Nvidia CEO Jensen Huang says demand for the company’s next generation AI chips could reach $1 trillion in orders by 2027 as the industry rapidly expands its computing needs.
Key Takeaways
- Nvidia expects up to $1 trillion in orders for its Blackwell and Vera Rubin AI chips by 2027.
- The projection doubles the company’s earlier $500 billion opportunity estimate announced last year.
- Rising AI inference demand and global cloud adoption are fueling massive compute requirements.
- Nvidia also unveiled new hardware and software tools at the GTC developer conference aimed at accelerating AI infrastructure.
What Happened?
During the company’s annual GTC developer conference in San Jose, Nvidia CEO Jensen Huang said the company could see $1 trillion in purchase orders for its Blackwell and Vera Rubin systems by 2027. The forecast reflects surging demand for AI computing as companies shift toward more advanced applications and autonomous AI agents.
The announcement expands Nvidia’s earlier projection of $500 billion in revenue opportunity, signaling stronger confidence in long term AI infrastructure spending.
AI Compute Demand Reaches a New Phase
According to Huang, the AI industry has reached a major turning point as the focus shifts from training models to running AI systems at scale, a process known as inference.
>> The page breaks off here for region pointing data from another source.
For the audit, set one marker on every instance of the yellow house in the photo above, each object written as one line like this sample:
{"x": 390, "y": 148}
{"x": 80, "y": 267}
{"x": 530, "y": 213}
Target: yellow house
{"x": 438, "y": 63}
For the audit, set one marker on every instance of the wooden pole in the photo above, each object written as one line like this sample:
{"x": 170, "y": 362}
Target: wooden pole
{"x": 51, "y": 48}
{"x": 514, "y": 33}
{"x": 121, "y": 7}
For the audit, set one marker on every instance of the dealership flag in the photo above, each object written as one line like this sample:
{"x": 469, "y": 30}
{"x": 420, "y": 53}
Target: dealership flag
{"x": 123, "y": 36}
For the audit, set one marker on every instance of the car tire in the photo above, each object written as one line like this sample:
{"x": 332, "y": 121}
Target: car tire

This change is dramatically increasing the amount of computing power required across the industry.
Huang said the scale of computing demand has grown at an extraordinary pace.
- Compute requirements have increased up to one million times in just two years.
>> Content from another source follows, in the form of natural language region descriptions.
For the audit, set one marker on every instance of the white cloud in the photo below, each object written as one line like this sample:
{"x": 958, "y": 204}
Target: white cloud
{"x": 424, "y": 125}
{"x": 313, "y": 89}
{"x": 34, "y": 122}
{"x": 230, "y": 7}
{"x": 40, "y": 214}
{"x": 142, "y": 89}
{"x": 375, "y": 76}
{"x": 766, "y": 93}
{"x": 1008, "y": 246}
- AI labs are requesting far larger infrastructure deployments.
- Older GPUs are even seeing higher spot pricing due to limited supply.
This surge in demand reflects the growing number of AI systems generating tokens and running complex tasks in real time. As businesses move beyond simple chatbots toward autonomous AI agents that can perform actions independently, computing needs continue to climb.
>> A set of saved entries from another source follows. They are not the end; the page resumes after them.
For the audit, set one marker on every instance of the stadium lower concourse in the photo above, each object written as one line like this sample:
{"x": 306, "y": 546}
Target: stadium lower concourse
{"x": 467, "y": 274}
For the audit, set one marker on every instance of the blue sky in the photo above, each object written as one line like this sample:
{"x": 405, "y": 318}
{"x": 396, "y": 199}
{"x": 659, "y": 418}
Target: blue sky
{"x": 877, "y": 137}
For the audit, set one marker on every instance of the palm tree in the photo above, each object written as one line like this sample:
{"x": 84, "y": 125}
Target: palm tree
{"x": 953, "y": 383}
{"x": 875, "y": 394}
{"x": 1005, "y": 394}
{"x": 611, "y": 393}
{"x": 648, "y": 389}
Huang told the audience at the conference that companies could generate significantly more revenue if they had access to more computing capacity. Huang said:
Blackwell and Vera Rubin Systems Drive Growth
Much of Nvidia’s expected growth is tied to its next generation AI platforms, particularly the Blackwell and Vera Rubin systems.
The upcoming Vera Rubin architecture, scheduled to launch later this year, is designed to deliver ten times more performance per watt compared with its predecessor Grace Blackwell. Energy efficiency has become a critical issue as large AI data centers consume enormous amounts of electricity.
The Vera Rubin system itself contains around 1.3 million individual components, highlighting the scale and complexity of modern AI infrastructure.
Looking further ahead, Nvidia also revealed an early prototype of Kyber, its next rack scale architecture expected to arrive after Rubin. The system will integrate 144 GPUs in vertical compute trays, a design intended to improve density and reduce latency in large scale AI deployments.
Nvidia Expands AI Infrastructure Ecosystem
Beyond hardware, Nvidia used the conference to introduce new tools and partnerships designed to accelerate AI adoption across industries.
One of the major announcements was the Groq 3 Language Processing Unit, a new chip based on technology from startup Groq, which Nvidia largely acquired through a $20 billion asset purchase in December.
The Groq 3 LPX rack will contain 256 LPUs and will operate alongside the Vera Rubin systems. Huang said the combination could increase tokens per watt performance by up to 35 times.
The company also introduced NemoClaw, a developer toolkit designed to support the rapidly growing OpenClaw ecosystem. OpenClaw gained attention earlier this year for enabling AI agents capable of autonomously completing tasks without constant human guidance.
In addition, Nvidia announced expansion of its autonomous driving platform. Ride hailing company Uber plans to deploy vehicles powered by Nvidia Drive AV software across 28 cities on four continents by 2028, starting with Los Angeles and San Francisco next year.
Several automakers including Nissan, BYD, Geely, Isuzu, and Hyundai are also developing level 4 autonomous vehicles using Nvidia’s Drive Hyperion system.
CoinLaw’s Takeaway
From my perspective, this projection shows just how massive the AI infrastructure race has become. In my experience covering technology companies, it is rare to see a single hardware platform drive an entire industry the way Nvidia’s GPUs are doing today.
What stood out to me is that the demand is no longer limited to big tech firms. Governments, startups, cloud providers, and AI labs are all building massive infrastructure at the same time. If the current pace continues, the $1 trillion figure may not be as surprising as it first sounds.